O dia do show de piromania do Baca começou muito saudável por sinal. Moravamos no quinto e último andar, as ruaas adjacentes ao prédio eram sossegadas e às 8 h da noite não circulava vivalma na rua, exceto um ou outro que ia jantar no Frajola. Naquele d ia eramos em cinco e haviamos tambem ido ao frajola. Comemoravamos o fechamento de algumas matérias o que nos deixava um pouco mais perto da formatura. Dendinho, Garcia, Baca e eu também os resultados atingidos. Até o Lucio sempre muito discreto estava falante nesse dia.
Foi o Garcia que avistou o tubo de um lubrificante pareceu-me na forma de aerosol jogado na entrada do prédio. Deveria ter caido de alguma sacola de supermercado. Garcia já havia tomado algumas e o Baca havia tomado todas. Subíamos pela escadaria e o Garcia espalhava o conteúdo com o aerosol pela escada. O Garcia e o Baca fumavam. Chegando ao apartamento o Baca notou que o tubo dispersava uma nuvem inflamavel, algo até um tanto perigoso, mas nada que trouxesse maiores preocupações na época.
Encostando um isqueiro no bico e aspergindo o gás o tubo virava um perfeito lança-chamas pela labareda expelida.
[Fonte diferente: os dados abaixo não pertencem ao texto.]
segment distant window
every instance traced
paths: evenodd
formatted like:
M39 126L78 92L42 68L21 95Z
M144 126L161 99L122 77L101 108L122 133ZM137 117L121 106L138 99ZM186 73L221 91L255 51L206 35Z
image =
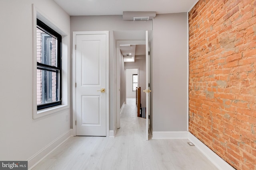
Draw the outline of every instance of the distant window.
M136 91L138 87L138 74L132 74L132 91Z
M61 105L61 36L37 19L37 110Z

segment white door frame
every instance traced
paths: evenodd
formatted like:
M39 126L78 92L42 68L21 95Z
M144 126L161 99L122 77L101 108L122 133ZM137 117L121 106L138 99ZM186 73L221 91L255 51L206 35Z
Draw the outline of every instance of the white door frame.
M116 128L120 128L120 45L131 44L146 45L145 40L120 40L116 41Z
M73 113L73 135L76 135L76 42L77 35L90 35L90 34L106 34L106 137L109 137L109 33L108 31L74 31L73 32L73 45L72 65L72 111Z

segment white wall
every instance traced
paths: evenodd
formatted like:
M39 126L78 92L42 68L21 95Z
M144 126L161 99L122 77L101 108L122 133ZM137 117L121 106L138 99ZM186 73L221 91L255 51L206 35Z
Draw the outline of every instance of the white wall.
M126 98L136 98L136 91L132 91L132 74L138 74L138 69L126 69Z
M109 129L110 130L114 130L116 124L117 49L113 31L152 29L152 21L146 22L124 21L121 15L70 16L71 33L75 31L109 31ZM72 66L72 63L70 64Z
M32 119L33 3L67 33L62 52L69 57L70 16L53 1L0 1L1 160L28 160L70 129L69 108Z
M120 66L120 107L122 107L123 104L125 103L126 98L126 91L125 90L125 72L124 71L124 63L123 55L120 51L120 60L119 65Z
M153 20L154 131L187 130L187 17L186 13L159 14Z
M146 49L145 49L146 50ZM142 59L136 59L134 63L125 63L124 68L132 69L138 68L139 75L139 86L141 88L141 107L146 107L146 93L143 90L146 89L146 56L140 56ZM136 95L136 94L135 94Z

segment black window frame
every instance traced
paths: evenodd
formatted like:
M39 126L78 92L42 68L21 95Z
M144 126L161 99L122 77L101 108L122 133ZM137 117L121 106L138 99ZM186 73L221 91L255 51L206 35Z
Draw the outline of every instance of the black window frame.
M46 103L38 104L37 110L38 111L59 105L61 105L62 104L62 37L60 34L38 19L36 20L36 27L39 29L54 37L57 40L56 44L56 66L41 63L37 62L37 69L42 70L50 71L51 72L55 72L56 73L56 100L58 101L54 102L48 101L48 102ZM42 84L42 86L43 86ZM46 86L46 88L48 88L48 87ZM44 92L42 92L42 93Z
M137 76L137 82L134 82L133 81L133 76ZM137 87L138 87L138 74L132 74L132 91L133 92L136 92L136 89L135 89L135 90L133 90L133 84L137 84Z

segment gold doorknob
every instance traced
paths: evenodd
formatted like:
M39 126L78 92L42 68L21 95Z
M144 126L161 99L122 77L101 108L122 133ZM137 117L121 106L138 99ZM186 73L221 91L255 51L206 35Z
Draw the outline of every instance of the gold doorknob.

Fomos para o terraço. Baca trouxe um instrumento de cordas que parecia uma lira e tinha sido usada num teatro da escola. A pantomina, ou melhor o circo estava montado. Garcia fazia a labareda e o Baca soltava a voz no terraço fantasiado, tangendo a lira com um ramo de folhas na cabeça. Sobre os ombros um lençol branco. Berrava a plenos pulmões “abaixo a ditadura”.
Lucio gostou da coisa e dava grandes berros que acompanhavam o tamanho da labareda. Passou-se um tempo. Ninguem mais se dera conta do barulho. Súbito começamos a ouvir gritos, nítidos gritos sem identificação da origem.
Debruçando sobre o terraço, Baca notou então a causa daquilo. Assustados com as labaredas os pacatos moradores haviam se agrupado numa multidão que ia crescendo sem parar enquanto as pessoas apontavam para o terraço gritando, sem saber o que estava acontecendo.
Desafiadoramente o Baca aumentava as labaredas e gritava por socorro. De repente ouvi gritarem – “polícia, chamem a polícia” e pensei – Isto não vai prestar... Ouvi sirenes ao longe. Haviam chamado os bombeiros, o exercito, os fuzileiros, sei lá.
Não havia um segundo a perder. O apartamento foi trancado, descemos as escadas e em desabalada carreira saimos sem olhar para trás, misturados a multidão. Uma multidão ameaçava invadir o prédio “para pegar os comunistas”.
Retornamos apenas pela manhã. Dormimos no Centro de Vivência do CRUSP jogados em um sofá. Não conseguimos saber o que aconteceu e por prudência também não perguntamos. Estava na época de renovar o aluguel e o canto da lira não ia ajudar em nada.